When The Post forwarded the text screen shot from Moreau, Wright responded, “I’m honestly done explaining things.”

Wright said Queen City had alerted the public about the sick employee at Senate Blue Ash, though there were no mentions on the restaurant’s Facebook or Twitter accounts. Nor did Wright say anything on his personal Facebook page, but on June 23, four days after Senate Blue Ash reopened after testing all employees, Wright wrote a lengthy Facebook post about an employee who “likely tested positive” at sister restaurant Pontiac in the Over-the-Rhine neighborhood. The employee was Allen, Moreau’s son, a cook at Pontiac before he was recently fired for making what Wright said were “transphobic” comments on social media. (Allen confirms the reasons for his termination.)

Some media outlets in Cincinnati wrote stories based on Wright’s Facebook post, which the owner pointed to as evidence that the public was notified about Senate Blue Ash. But none of the stories found by The Post mentioned a sick employee at Senate Blue Ash.

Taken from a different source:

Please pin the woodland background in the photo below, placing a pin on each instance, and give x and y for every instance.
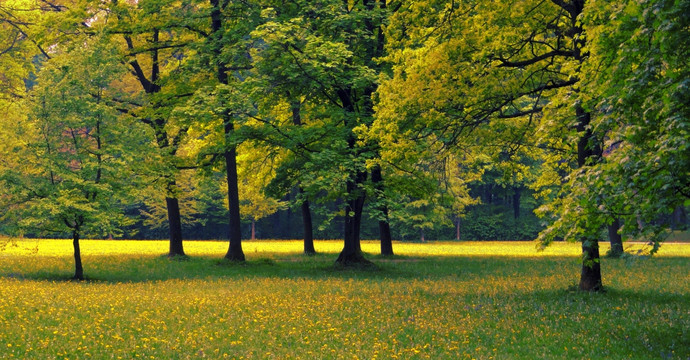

Moreau disputes Wright’s characterization of her motives. Moreau said she has been in recovery from heroin addiction for almost six years, a constant self-monitoring process that includes a brutal honesty to “keep my end of the street clean.” Even though she tested negative, Moreau stayed away from work because she continued to have symptoms, during which time she collected unemployment for five weeks before starting a new job Tuesday at a hotel restaurant.

“I’m the last person that anybody would ever describe as a disgruntled worker. Work was my happy place. I loved my job,” Moreau said.

“My customers are more important,” Moreau added. “If we had to close down, we all could have got unemployment. We didn’t have to lie to the customers and put them at risk. That was wrong.”

Emily Heil contributed to this report.